Няня попыталась посмотреть, что он там корябает.
– Мне все понятно, – сообщил следователь, поставив размашистую подпись, – все очевидно. Виновные понесут заслуженное наказание.
– Кто? – не поняла няня.
– Екатерина Круглова и Михаил Вильчинский, разумеется, – помахал в воздухе рукой следователь. – Она не хотела свадьбы, вот и устроила цирк, отравив тамаду. Ну и мальчик этот, Миша Вильчинский, очевидно, ее сообщник. Его надо в колонию для несовершеннолетних, ее в тюрьму лет на десять. Осталось только пару улик найти, и дело можно считать раскрытым. Ну, или если улик не будет, можно признательные показания получить. Я думаю, они сразу расколются, птенчики. Вы со мной согласны, Елена Варфоломеевна? Кстати, что вы делаете сегодня вечером? Я хочу рассказать вам кое-какие истории из моей молодости.

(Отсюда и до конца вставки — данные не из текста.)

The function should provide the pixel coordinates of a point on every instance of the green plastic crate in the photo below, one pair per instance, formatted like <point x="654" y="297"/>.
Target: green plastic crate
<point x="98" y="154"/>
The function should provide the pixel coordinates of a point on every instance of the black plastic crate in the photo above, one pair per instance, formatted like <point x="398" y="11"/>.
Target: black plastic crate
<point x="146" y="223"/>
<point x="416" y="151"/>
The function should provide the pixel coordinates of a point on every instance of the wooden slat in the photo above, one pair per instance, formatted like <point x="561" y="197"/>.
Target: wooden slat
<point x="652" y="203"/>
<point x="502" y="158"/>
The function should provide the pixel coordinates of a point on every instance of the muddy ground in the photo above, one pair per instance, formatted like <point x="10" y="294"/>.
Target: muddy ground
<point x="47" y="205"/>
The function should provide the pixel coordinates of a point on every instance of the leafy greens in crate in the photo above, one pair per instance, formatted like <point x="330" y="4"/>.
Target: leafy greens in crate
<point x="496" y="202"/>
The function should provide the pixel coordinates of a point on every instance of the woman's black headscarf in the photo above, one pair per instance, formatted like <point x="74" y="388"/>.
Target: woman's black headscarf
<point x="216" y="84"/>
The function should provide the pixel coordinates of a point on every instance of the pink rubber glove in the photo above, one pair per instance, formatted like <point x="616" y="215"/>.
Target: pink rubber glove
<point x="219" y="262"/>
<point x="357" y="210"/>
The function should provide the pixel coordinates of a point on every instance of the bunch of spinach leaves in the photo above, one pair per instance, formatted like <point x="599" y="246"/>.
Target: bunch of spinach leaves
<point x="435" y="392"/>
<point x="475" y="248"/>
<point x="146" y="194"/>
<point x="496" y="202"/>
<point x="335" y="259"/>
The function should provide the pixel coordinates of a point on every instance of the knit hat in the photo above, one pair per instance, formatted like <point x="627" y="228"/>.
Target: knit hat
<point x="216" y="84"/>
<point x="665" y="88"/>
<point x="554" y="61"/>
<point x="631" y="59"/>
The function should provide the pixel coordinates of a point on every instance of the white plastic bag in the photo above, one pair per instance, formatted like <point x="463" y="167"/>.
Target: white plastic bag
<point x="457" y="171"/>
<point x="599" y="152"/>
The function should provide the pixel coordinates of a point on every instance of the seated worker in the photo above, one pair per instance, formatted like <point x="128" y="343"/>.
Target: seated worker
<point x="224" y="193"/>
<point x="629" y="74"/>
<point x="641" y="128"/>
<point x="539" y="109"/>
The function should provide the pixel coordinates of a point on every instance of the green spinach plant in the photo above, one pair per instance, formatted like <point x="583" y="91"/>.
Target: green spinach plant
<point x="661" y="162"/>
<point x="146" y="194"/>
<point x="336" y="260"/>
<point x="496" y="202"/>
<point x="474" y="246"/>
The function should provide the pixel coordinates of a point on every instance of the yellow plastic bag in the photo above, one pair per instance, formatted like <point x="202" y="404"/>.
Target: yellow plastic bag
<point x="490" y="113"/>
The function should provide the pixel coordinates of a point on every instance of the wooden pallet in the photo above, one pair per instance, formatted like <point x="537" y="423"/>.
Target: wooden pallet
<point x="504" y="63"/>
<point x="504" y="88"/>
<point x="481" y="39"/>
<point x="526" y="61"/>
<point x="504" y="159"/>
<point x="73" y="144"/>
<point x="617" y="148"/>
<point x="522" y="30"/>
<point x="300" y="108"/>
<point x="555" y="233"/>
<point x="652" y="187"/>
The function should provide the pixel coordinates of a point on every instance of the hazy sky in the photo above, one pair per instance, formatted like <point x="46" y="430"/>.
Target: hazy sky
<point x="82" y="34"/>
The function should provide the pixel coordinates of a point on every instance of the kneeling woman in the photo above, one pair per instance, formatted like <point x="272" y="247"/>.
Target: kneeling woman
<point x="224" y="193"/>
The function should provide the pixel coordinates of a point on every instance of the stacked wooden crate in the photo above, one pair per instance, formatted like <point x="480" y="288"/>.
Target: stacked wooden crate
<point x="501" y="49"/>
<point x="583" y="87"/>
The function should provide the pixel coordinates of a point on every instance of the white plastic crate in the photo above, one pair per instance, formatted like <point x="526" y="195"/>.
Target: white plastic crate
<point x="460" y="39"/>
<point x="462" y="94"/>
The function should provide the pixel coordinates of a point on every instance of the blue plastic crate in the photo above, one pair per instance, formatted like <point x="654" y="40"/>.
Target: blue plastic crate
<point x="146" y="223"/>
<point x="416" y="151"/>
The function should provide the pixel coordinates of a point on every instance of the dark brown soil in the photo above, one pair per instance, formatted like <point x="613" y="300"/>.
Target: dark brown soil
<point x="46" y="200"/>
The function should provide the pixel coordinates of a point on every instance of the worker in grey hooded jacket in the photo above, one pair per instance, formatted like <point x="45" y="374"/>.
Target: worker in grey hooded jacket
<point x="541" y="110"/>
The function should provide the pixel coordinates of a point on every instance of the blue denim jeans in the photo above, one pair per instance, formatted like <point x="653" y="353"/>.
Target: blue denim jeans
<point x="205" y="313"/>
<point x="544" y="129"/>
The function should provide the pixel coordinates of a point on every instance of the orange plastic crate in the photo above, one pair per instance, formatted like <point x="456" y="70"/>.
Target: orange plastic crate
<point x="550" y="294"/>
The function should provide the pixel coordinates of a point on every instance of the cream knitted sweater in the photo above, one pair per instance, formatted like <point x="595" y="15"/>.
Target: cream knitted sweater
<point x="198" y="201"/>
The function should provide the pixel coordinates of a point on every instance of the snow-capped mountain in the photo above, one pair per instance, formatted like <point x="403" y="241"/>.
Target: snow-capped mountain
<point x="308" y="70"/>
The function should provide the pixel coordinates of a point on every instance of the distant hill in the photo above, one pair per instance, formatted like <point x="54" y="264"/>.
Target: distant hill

И следователь принялся насвистывать какой-то веселый мотивчик, поглядывая на округлую грудь няни.
– Эй, – сказала Елена Варфоломеевна, – что вы такое говорите! Дети не виноваты. Это кто-то другой. И сегодня вечером я занята.
– Вы плохо знаете современных детей, девушка, мне в этом деле все ясно, я же сказал, – произнес следователь, – а то, что вы заняты, очень жаль! Но если освободитесь, позвоните мне.
И он снова с интересом заглянул в декольте Елены Варфоломеевны.
Чудникова Нинель Петровна проживала в кирпичной пятиэтажке, окна которой выходили с одной стороны на тихую улицу, а с другой – в зеленый двор. Елена Варфоломеевна нашла подъезд с квартирой номер сорок четыре и поднялась по лестнице. Черная дверь с большим глазком, игривый коврик с сердечком у двери.
– Вы, наверное, по поводу похорон? – раздался сзади старушечий голос.
– Ага, – кивнула Елена Варфоломеевна, подпрыгнув от неожиданности.
Бабулька была одета в кокетливое клетчатое пальто и розовый шарфик.